Third mistake: Retrying had the same interface as Planning. I gave it call_tool, request_approval, respond_directly. Retrying does one thing: try the same tool again or give up. It doesn’t replan. It doesn’t pick a new tool. Collapsing this into a Result<Agent<ToolCalling>, Agent<Failed>> removed the ambiguity entirely. The caller does match on the result. The state machine decides, not the caller.
Side-by-Side
| while True | Typed State Machine | |
|---|---|---|
| State | Implicit list | Type parameter |
| Invalid transitions | Runtime bug | Doesn’t compile |
| Read vs. write | Same path | Write needs approval |
| Retry | LLM decides | System with backoff |
| Budget | max_iterations | Cost per call |
| Timeout | None | tokio::timeout |
| Observability | Parse logs | Tracing spans |
When Not to Use This
This is overkill for a 3-state chatbot. If your agent has two tools and no side effects, a loop is fine. The cost of this approach is real: more types, more boilerplate, slower iteration when you’re still figuring out what states you need.
Where it paid off for me: the moment I added a second write tool (book_hotel), every safety guarantee extended automatically. No new code. The type system forced the approval gate on the new tool.

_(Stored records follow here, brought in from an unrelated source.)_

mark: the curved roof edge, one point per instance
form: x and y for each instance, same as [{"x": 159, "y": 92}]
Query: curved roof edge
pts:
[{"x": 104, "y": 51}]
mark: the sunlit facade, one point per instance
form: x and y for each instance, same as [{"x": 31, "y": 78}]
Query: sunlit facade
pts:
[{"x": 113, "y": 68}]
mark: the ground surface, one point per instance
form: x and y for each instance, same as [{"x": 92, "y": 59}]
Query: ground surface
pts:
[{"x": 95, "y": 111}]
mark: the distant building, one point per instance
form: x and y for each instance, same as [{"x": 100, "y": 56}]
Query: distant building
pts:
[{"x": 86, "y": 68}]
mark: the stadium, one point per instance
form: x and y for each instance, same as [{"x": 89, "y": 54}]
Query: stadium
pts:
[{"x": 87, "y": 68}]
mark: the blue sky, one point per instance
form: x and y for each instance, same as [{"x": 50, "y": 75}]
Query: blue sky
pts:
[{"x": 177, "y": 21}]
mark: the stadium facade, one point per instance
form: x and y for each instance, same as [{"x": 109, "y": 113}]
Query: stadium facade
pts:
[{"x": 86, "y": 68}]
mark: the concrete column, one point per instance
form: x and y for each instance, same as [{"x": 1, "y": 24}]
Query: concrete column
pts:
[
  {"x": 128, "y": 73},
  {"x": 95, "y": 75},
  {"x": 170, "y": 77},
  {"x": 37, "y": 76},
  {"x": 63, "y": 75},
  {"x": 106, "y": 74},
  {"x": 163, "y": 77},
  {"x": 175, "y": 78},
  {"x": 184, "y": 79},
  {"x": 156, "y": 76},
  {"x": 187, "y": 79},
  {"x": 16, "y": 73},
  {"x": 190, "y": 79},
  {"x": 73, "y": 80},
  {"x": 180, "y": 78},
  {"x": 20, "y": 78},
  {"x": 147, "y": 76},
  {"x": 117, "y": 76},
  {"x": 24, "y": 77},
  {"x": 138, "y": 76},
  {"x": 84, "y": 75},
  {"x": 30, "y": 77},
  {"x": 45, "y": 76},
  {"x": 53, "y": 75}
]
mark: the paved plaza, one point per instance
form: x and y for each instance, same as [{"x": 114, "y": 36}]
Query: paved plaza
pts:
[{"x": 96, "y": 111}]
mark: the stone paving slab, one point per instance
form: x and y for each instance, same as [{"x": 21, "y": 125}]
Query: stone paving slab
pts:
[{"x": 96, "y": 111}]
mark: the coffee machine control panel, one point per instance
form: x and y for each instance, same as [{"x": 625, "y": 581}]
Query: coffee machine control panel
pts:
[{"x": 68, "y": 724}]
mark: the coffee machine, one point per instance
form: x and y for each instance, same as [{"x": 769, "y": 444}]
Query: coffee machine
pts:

In a while true loop, I’d have had to remember to add the check manually.
I’d also look into session types for stronger guarantees, but the complexity jump is steep. Probably not worth it unless you’re building a framework, not an application. I haven’t tested this approach with more than 9 states. At some point the number of impl blocks might become its own maintenance problem.
Code
Full implementation: github.com/alk0x1/typed-state-machine
git clone https://github.com/alk0x1/typed-state-machine
cd typed-state-machine
cargo runNine states. Typed transitions. Async with timeout. Retry with backoff. Budget control. Approval gates. Tracing on every transition.
Uncomment _compile_time_demo() to see the compiler reject invalid paths.